DUBAI // The UAE could be among the countries in the region to receive military aircraft for maritime surveillance in 2015.
Boeing announced on Monday it had selected Bombardier's Challenger 605 business jet as the platform for its Maritime Surveillance Aircraft (MSA) programme, which would be used for anti-piracy missions, coastal and border security, and long-range search and rescue.
The company said it was talking to many countries about the 150 aircraft, planned to be operational in 2015.
"The maritime surveillance aircraft brings to the marketplace a high-performance, cost-effective, maritime surveillance solution that's based upon the P-8 technology," Timothy Peters, Boeing's vice president of mobility, surveillance and engagement, said on Monday at the Dubai Airshow.
“The 605 brings a very unique capability of speed, payload and endurance in this particular mission.
“It allows countries, air forces and navies to get out long-range, and to look for enemy activity, smuggling, people fishing in waters they’re not supposed to fish in, and if there are border violations.
“It really gives you a multi-sensor capability to operate a lot of different missions.
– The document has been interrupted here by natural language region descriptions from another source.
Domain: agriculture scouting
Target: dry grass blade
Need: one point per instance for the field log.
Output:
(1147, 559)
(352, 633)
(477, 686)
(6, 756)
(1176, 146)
It lets you get out to a particular area, a long way out, fast, and put eyes on the target.”
The Challenger 604 jet is being modified by Field Aviation into an MSA demonstrator aircraft and flight testing is expected to begin in the next year.
“The unique aspect of the aircraft is its capability in terms of speed to station, because it is a nimble, quick jet aircraft as opposed to some of the others,” said Daniel Magarian, Field Aviation’s chairman.
“So you have about a nine-hour range – one hour out to station, seven hours on station and one hour back.
“The crew comfort, safety, capability and management of your mission are important things and it can be used for anti-piracy, any type of surveillance, from maritime patrol to illegal fishing and protecting your natural resources.”
Mr Peters said the Arabian Gulf held a significant position in the marketplace.
"We think there's a US$10 billion [Dh36.7bn] market for it worldwide over the next 10 years and the Gulf would represent a sizeable portion. There are 150 aircraft in the marketplace and we're talking with a number of different customers in this region and globally."
The aircraft could also be armed.
“In terms of capability, it can be armed so we’re looking with Boeing to see if that’s something we want to do together so it’s a possibility,” said Eric Martel, president of customer services and specialised and amphibious aircraft.
Boeing Defence, Space and Security is one of the world’s largest businesses specialising in innovative and capabilities-driven customer solutions, and the world’s largest maker of military aircraft.